Note, the "." on a line by itself just below the 'Body of the message'. The "." on a line by itself is only needed during the SMTP session to tell the mail server that it's received all the DATA and can save the message for delivery. When the mail server saves a message in your inbox it may not include the "." as it's not required by an email client to read the message.

The above example only shows what an email client will create after sending a message. The mail server will also add headers to the message or can modify headers as needed. Here's an example after a message passed from an email client through two mail servers.

Received: From Domain.com ( to remote_mail.com
Received: From Email client ( to local Mail Server Domain.com
Subject: Weekly Report Update
To: cindy@domain.com, joe@domain.com
From: fred@domain.com
Date: Fri, 01 May 2009 10:08:12 -0400
MIME-Version: 1.0
X-headers: Optional information - Such as, Thunderbird 2.x

Body of message

Each time a message is passed from one mail server to another a Received: header is added to the top of the message identifying the mail server that delivered the message. Some email clients do not show the received header when you use the option to view headers. Ideally to see all headers you should view the message file on the mail server. Use a text editor to view the message.

When creating filters you can parse Received: headers but only if the Received: header exist, meaning it's already passed through one mail server. I've seen cases where mail admins try to filter on the Received: header of itself and usually that's not possible.

Message Header Formats.

The format of the email headers are critical. The order of the headers are not critical, other than the Received: header, which is always placed at the top of the message by the last mail server that delivered it.

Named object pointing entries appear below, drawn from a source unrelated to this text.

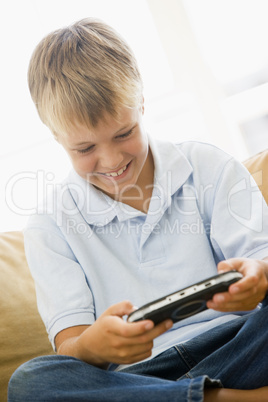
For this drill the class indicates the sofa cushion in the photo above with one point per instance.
(258, 167)
(22, 333)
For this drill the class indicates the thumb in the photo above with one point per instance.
(120, 309)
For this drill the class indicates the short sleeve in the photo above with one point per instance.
(64, 298)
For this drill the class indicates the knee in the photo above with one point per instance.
(26, 382)
(19, 387)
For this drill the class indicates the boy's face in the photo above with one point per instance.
(113, 156)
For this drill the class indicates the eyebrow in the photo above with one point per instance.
(118, 131)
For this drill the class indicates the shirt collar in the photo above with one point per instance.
(172, 169)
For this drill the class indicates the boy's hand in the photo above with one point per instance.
(247, 293)
(111, 339)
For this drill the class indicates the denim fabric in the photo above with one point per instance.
(234, 353)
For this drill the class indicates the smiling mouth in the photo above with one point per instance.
(118, 173)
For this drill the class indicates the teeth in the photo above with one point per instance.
(115, 174)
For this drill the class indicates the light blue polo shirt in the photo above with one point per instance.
(87, 251)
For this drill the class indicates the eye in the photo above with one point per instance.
(125, 135)
(84, 151)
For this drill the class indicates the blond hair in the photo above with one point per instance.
(78, 73)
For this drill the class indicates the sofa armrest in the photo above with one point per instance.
(22, 332)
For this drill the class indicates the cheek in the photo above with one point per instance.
(84, 164)
(137, 147)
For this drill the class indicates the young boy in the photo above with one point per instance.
(135, 220)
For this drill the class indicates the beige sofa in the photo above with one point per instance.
(22, 333)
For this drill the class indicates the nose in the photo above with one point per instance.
(110, 158)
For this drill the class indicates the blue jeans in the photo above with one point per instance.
(233, 355)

In order for an email header to be consider an email header it must have a colon at the end and it must be before the message body. The header section of the message will always have one header on each line. A blank line or enter starts the body of the message.

Senders and Recipients.

The SMTP protocol has some flexibility that is not always obvious on the surface. Always consider the sender, recipient, From:, and To: headers when creating filters and you should save yourself some troubleshooting steps later on.